Mais surtout, ce que l’on perçoit à travers les sources policières, ce sont les liens plus formels qui les ont unis à partir de 1892. A cette époque en effet, on apprend par un certain nombre de rapports conservés aux Archives Départementales de Côte-d’Or que les compagnons dijonnais auraient mis sur pied un groupe, c’est-à-dire, a minima si l’on se fonde sur la définition de Sanlaville citée par Jean Maitron : « un organisme très particulier [...] qui ne ressemble en rien aux sections ou groupes des autres partis. Il n’y a ni bureau ni cotisation fixe et aucun compagnon n’est obligé d’annoncer d’où il vient, ce qu’il fait et où il va. La salle du groupe est un lieu de passage où chacun discourt à sa guise, lieu d’éducation et non d’action » [249].
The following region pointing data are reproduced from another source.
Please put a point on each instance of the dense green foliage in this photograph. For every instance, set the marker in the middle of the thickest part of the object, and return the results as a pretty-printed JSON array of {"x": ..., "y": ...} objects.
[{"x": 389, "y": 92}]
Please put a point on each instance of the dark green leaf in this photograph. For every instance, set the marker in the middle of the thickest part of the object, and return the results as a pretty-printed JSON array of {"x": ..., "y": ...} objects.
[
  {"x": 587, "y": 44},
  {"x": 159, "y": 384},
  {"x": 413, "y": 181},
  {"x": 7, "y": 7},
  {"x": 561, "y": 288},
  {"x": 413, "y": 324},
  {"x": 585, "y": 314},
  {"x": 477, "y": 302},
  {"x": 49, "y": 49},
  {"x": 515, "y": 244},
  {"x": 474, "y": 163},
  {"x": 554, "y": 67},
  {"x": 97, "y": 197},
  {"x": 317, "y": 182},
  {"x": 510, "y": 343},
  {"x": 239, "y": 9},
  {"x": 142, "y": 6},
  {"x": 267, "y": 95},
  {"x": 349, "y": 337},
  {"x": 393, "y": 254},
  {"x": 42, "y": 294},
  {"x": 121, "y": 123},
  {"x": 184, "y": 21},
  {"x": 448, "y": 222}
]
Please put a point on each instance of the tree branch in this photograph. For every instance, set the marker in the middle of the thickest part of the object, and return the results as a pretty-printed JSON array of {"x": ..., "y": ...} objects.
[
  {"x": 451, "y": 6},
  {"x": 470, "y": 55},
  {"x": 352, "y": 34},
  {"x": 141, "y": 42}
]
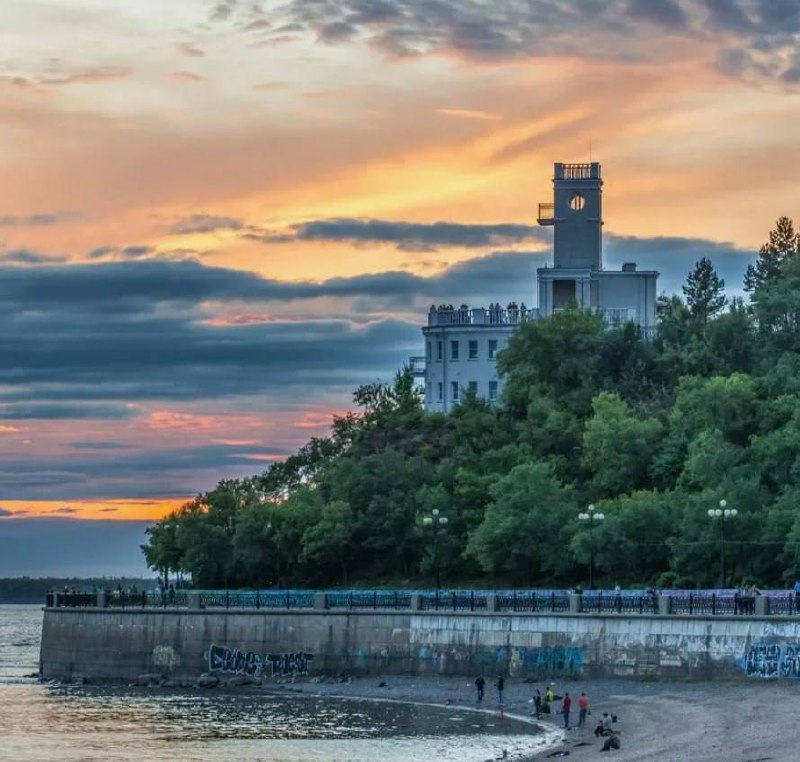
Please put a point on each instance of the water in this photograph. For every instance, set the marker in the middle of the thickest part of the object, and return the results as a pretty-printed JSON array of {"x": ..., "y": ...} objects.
[{"x": 47, "y": 723}]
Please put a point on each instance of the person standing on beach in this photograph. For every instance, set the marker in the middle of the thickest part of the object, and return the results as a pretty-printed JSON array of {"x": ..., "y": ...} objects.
[
  {"x": 566, "y": 708},
  {"x": 537, "y": 704},
  {"x": 583, "y": 710}
]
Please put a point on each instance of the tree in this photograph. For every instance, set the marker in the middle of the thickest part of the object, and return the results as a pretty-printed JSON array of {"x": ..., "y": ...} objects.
[
  {"x": 617, "y": 448},
  {"x": 783, "y": 244},
  {"x": 524, "y": 533},
  {"x": 704, "y": 291}
]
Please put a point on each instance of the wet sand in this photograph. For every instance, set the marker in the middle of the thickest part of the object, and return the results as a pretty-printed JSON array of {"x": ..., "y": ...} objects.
[{"x": 752, "y": 721}]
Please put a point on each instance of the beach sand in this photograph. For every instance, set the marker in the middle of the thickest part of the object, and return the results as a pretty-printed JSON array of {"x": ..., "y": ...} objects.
[{"x": 753, "y": 721}]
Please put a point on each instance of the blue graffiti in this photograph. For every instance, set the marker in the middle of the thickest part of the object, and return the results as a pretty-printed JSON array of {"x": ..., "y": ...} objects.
[{"x": 772, "y": 661}]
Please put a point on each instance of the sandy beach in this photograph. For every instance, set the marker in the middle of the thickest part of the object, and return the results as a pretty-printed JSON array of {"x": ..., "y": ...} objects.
[{"x": 752, "y": 721}]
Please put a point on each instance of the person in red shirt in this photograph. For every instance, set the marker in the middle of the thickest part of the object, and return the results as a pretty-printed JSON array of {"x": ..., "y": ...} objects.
[
  {"x": 566, "y": 707},
  {"x": 583, "y": 707}
]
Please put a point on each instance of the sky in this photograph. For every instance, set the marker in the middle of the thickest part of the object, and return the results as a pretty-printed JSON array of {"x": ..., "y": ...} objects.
[{"x": 218, "y": 218}]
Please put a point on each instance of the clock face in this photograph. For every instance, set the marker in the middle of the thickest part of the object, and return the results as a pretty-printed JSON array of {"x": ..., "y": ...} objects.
[{"x": 577, "y": 202}]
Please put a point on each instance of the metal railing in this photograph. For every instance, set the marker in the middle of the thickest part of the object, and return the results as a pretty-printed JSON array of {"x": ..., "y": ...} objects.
[{"x": 602, "y": 602}]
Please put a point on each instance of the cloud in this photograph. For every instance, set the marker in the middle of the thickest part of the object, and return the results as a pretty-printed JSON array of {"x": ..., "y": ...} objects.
[
  {"x": 189, "y": 49},
  {"x": 87, "y": 76},
  {"x": 32, "y": 220},
  {"x": 51, "y": 411},
  {"x": 186, "y": 76},
  {"x": 406, "y": 236},
  {"x": 628, "y": 30},
  {"x": 27, "y": 257},
  {"x": 62, "y": 546},
  {"x": 204, "y": 223}
]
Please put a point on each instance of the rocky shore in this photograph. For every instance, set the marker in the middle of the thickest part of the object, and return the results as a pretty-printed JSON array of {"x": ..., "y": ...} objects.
[{"x": 754, "y": 721}]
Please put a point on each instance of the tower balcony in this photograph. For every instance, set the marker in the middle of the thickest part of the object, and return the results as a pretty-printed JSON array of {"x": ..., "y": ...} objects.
[
  {"x": 417, "y": 366},
  {"x": 547, "y": 214}
]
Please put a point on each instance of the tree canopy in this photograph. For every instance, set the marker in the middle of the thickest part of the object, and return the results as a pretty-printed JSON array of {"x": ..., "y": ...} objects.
[{"x": 654, "y": 433}]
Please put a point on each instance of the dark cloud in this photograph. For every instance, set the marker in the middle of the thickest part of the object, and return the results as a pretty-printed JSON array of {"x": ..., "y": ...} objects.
[
  {"x": 180, "y": 472},
  {"x": 204, "y": 223},
  {"x": 407, "y": 236},
  {"x": 52, "y": 411},
  {"x": 501, "y": 31},
  {"x": 27, "y": 257},
  {"x": 667, "y": 13},
  {"x": 41, "y": 547}
]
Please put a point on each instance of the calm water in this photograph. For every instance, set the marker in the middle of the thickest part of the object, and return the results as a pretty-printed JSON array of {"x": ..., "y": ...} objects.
[{"x": 68, "y": 724}]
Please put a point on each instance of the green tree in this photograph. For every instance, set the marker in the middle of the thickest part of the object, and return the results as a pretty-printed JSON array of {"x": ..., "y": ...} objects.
[
  {"x": 705, "y": 292},
  {"x": 783, "y": 244},
  {"x": 617, "y": 448},
  {"x": 524, "y": 534}
]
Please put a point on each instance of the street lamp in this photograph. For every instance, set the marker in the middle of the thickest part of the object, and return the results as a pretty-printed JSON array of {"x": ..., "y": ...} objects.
[
  {"x": 592, "y": 517},
  {"x": 723, "y": 513},
  {"x": 437, "y": 522}
]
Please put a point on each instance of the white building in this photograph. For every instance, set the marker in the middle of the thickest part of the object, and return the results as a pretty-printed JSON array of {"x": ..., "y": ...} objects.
[{"x": 461, "y": 343}]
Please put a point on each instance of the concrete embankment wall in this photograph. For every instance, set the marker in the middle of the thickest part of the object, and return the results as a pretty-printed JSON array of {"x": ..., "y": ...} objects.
[{"x": 121, "y": 644}]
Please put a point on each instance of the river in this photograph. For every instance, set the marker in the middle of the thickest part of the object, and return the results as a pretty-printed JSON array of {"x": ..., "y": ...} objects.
[{"x": 56, "y": 723}]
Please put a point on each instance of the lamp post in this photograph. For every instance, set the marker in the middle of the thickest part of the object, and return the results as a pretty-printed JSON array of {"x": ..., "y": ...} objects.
[
  {"x": 723, "y": 513},
  {"x": 591, "y": 517},
  {"x": 437, "y": 522}
]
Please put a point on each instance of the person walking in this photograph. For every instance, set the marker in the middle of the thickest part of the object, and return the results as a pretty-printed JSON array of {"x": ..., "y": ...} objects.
[
  {"x": 500, "y": 685},
  {"x": 566, "y": 707},
  {"x": 583, "y": 710}
]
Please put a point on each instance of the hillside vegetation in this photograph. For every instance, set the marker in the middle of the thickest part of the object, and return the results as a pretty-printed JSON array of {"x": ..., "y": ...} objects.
[{"x": 652, "y": 433}]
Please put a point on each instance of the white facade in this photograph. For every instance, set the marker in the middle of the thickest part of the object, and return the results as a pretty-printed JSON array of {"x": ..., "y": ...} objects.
[
  {"x": 461, "y": 347},
  {"x": 461, "y": 344}
]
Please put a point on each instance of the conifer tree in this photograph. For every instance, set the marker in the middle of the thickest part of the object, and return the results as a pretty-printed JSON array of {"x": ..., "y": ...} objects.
[
  {"x": 704, "y": 292},
  {"x": 783, "y": 244}
]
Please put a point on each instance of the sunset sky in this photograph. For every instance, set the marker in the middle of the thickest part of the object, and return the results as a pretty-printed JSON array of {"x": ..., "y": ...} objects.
[{"x": 219, "y": 218}]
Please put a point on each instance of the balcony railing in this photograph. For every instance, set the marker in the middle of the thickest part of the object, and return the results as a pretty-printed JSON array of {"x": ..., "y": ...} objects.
[
  {"x": 578, "y": 171},
  {"x": 511, "y": 315},
  {"x": 547, "y": 214}
]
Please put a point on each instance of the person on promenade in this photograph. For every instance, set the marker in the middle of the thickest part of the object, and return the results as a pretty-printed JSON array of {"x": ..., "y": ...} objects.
[
  {"x": 566, "y": 708},
  {"x": 537, "y": 704},
  {"x": 583, "y": 710}
]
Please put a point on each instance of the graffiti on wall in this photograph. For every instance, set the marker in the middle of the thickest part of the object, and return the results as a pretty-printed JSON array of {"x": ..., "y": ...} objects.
[
  {"x": 232, "y": 661},
  {"x": 547, "y": 660},
  {"x": 773, "y": 660}
]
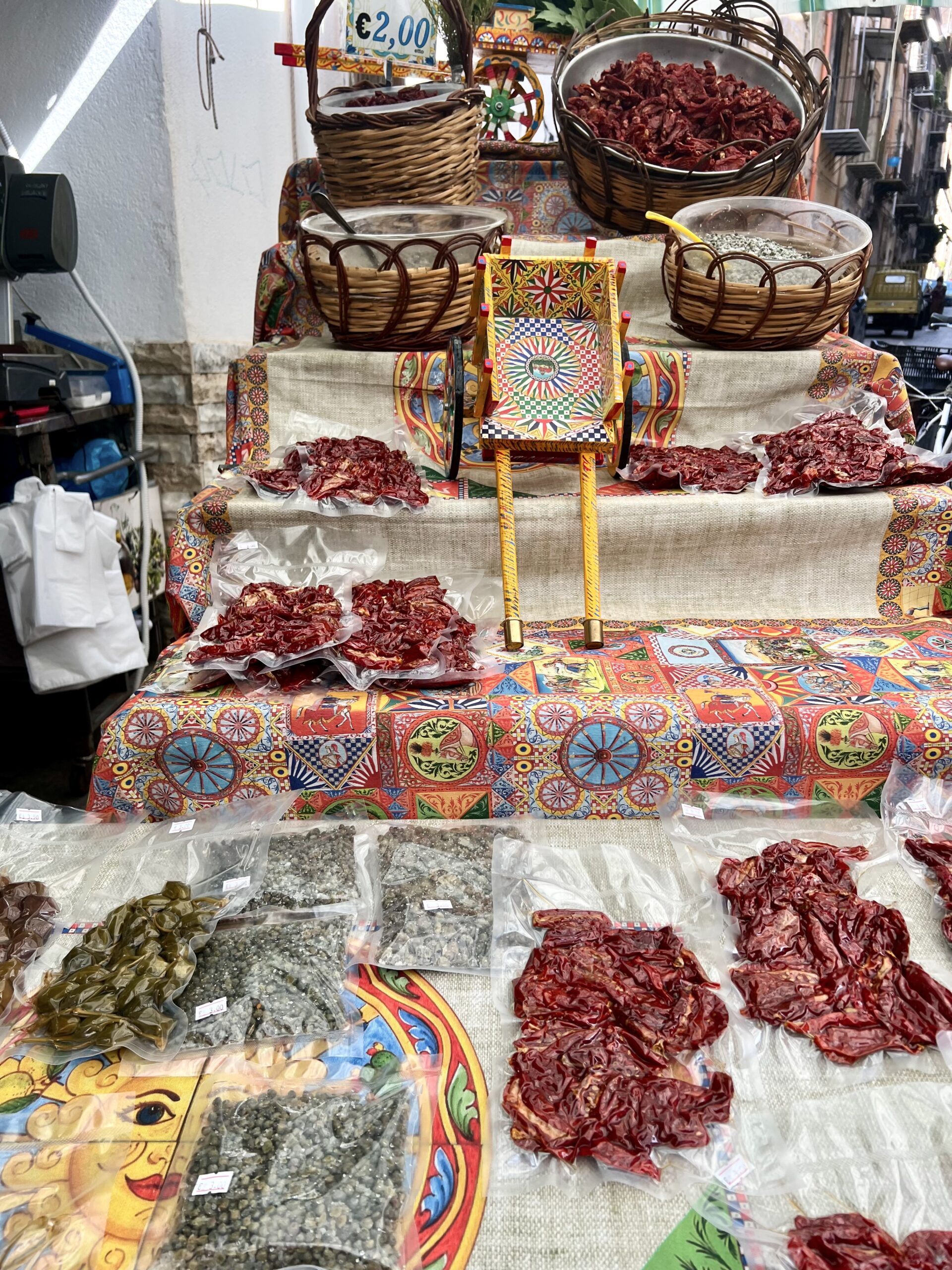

C’est en effet en janvier 1892, à la suite d’une note de l’Intérieur demandant des renseignements au préfet sur l’existence d’un groupe dijonnais qui se réunirait tous les samedis dans la grande salle du café de l’Industrie et compterait une vingtaine de membres [250] qu’un rapport daté du 31 janvier 1892 confirme son existence en signalant une réunion la veille au soir [251] et qu’un autre rapport du 1er février 1892 nous indique que ce groupe s’appelle « Les Résolus » [252], information confirmée par la Révolte en 1892. A l’aplomb de ces rapports, nous disposons des notices individuelles de certains de ses membres, qui nous livrent quelques informations, malheureusement invérifiables, sur son fonctionnement : on y découvre par exemple que Louis Bardot, présenté par le commissaire du 1er arrondissement comme un des piliers du groupe, se charge « de recevoir les correspondances des groupes anarchistes du dehors » en se les faisant adresser boulevard voltaire, 18, où il loge, et qu’il « prend place au bureau, généralement en qualité de secrétaire » [253], et on y apprend aussi qu’il n’est pas nécessaire d’habiter Dijon pour faire partie du groupe, comme le montre l’exemple de Million, habitant Saint-Aubin dans le Jura, qui fait partie des « Résolus » et « cotise pour les frais de propagande » [254]. En 1893, à la suite d’une nouvelle demande d’information de l’Intérieur sur le mouvement anarchiste dans le département, son fonctionnement se précisera à nouveau, d’abord dans une note du 16 novembre 1893 du préfet au ministre de l’Intérieur et ensuite dans une note du commissaire central au préfet datée du 15 décembre 1893 [255] : on y aurait été « admis sur la présentation d’un compagnon » ; il se serait réuni « tous les 8 jours au domicile de l’un d’entre eux à tour de rôle » [256], « le samedi de préférence » [257] ; il aurait compté une vingtaine de membres, « menés par deux ou trois d’entre eux », « les chefs du groupe » ; ses membres auraient été très susceptibles « dans certaines circonstances d’obéir à un mot d’ordre » [258] ; il aurait fini par disparaître avec la répression des années 1893-1894 [259], comme la plupart des groupes français [260]. Enfin en 1894, nous apprendrons par le préfet de Côte-d’Or que, comme ailleurs en France, « ce monde-là [le groupe anarchiste de Côte-d’Or] se désagrège de plus en plus, essentiellement à cause de la répression [...] » [261].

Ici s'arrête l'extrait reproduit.